Tests on an inductor show that a self-induced emf of magnitude 0.185 V is generated when the current is increased at a rate of 0.580 A/s. The manufacturer's label shows that the inductor has 550 turns. Determine the mean magnetic flux in each turn when the inductor draws a current of 0.770 A.
The electrical current in a circuit is increased at a constant rate of 0.520 A/s. The self-induced emf of an inductor in the circuit is measured to be 0.230 V. Find the inductor's inductance.
A toroid is marked 48.5 mH. Its diameter is 15.0 cm, and its cross-sectional area is 1.8 cm2. Determine its number of turns.
The metallic spiral binding (coil bind) of a book has 48 turns and is 297 mm long. Its diameter is 25 mm. If the binding acts like an ideal solenoid, determine its self-inductance if it is connected in a circuit.

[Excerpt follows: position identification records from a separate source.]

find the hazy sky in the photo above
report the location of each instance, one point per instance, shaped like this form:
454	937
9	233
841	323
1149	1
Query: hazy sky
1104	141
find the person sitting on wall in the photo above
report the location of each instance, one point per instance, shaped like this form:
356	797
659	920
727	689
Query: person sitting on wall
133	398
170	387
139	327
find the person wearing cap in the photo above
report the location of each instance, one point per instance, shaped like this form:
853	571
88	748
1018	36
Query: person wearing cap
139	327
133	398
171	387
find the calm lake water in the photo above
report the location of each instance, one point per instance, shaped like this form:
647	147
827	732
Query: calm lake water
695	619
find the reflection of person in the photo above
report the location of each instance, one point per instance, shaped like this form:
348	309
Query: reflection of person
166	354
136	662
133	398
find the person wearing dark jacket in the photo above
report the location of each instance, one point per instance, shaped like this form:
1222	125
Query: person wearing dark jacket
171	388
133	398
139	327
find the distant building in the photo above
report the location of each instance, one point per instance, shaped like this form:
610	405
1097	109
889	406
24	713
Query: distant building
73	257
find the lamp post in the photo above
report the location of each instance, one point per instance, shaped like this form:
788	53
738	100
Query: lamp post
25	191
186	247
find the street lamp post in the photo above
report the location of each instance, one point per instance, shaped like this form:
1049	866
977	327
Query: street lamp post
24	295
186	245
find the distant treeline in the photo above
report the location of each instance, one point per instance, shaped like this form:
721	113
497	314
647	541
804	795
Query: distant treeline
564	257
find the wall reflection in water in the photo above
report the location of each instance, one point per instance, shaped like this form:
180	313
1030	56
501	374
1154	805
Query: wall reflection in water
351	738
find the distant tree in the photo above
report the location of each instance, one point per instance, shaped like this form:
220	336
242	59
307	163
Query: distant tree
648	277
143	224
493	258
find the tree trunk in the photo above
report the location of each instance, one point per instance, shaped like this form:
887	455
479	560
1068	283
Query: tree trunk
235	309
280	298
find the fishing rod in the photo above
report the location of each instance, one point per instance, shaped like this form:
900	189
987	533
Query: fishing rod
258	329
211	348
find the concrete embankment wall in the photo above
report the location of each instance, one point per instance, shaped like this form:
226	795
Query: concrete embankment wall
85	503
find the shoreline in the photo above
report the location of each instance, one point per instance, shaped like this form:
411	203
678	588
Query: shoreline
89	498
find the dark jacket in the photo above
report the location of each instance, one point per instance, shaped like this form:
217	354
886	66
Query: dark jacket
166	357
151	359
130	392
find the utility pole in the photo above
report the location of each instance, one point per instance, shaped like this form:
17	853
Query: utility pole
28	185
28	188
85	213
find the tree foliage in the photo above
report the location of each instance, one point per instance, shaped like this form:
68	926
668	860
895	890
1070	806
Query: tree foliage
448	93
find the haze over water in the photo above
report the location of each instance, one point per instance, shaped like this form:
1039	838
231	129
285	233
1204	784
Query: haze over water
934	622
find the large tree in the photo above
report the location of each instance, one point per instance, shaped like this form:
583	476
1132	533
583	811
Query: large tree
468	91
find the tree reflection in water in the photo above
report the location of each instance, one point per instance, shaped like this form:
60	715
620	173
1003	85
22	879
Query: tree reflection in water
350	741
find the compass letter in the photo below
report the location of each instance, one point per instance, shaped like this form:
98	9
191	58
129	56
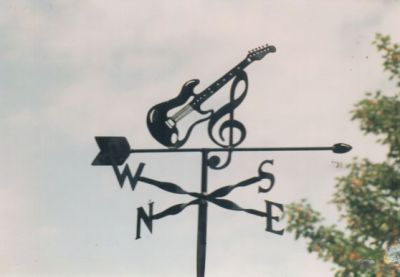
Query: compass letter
147	219
126	173
270	218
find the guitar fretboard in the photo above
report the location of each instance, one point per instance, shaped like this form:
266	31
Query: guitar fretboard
214	87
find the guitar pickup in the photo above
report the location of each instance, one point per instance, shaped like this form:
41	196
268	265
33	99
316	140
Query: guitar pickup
170	123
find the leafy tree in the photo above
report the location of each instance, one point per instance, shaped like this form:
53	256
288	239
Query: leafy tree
367	198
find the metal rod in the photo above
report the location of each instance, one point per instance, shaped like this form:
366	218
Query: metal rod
233	149
202	219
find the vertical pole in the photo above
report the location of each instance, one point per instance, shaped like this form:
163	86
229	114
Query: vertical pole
202	218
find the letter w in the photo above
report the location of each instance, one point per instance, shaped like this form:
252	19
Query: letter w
126	173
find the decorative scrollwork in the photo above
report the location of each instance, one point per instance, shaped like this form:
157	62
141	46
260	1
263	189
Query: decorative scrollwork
231	123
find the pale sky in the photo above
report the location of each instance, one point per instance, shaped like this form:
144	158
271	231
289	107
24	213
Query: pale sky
73	70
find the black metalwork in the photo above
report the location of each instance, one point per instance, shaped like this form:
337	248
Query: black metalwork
114	152
163	126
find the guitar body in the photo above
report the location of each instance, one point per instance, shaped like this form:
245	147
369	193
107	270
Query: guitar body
162	119
160	124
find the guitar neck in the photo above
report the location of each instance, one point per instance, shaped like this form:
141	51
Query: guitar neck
214	87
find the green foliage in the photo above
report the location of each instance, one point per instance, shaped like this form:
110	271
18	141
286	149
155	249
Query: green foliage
367	198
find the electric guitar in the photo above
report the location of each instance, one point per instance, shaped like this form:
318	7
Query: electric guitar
165	121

You have a pair of thin cables placed parallel with a radius of r. The distance between the two wires is given by d and is filled with a material of permeability μ. The same current flows through both cables in opposite directions. Calculate the inductance per unit length of the wire, ignoring the magnetic field in the wires.
While developing a prototype for an electromagnetic launcher, Taylor uses an air-core solenoid that is 1.2 meters long, has a diameter of 3.5 centimeters, and has 9,000 turns of copper wire wrapped around it. Determine the inductance 𝐿 of the solenoid.
A transformer coil experiences a change in current from 10 mA to 50 mA within 20 ms, inducing an emf of 0.80 V. Determine the inductance of the coil.
In an electrical circuit, a component has a resistance of 2.5-Ω and an inductance of 500 mH. It is connected to an AC source. At a particular instant, the current in the circuit is 4.00 A and is increasing at a rate of 1.00 A/s. Calculate the total voltage across this component at that instant.
The tightly wound wire of a solenoid is used to make another solenoid with a radius 3.0 times the original. The length of the wire remains constant. By how much does the inductance change?
Hint: Use L = μ₀ (N² π r²) / ℓ, and consider the relationship between r and N.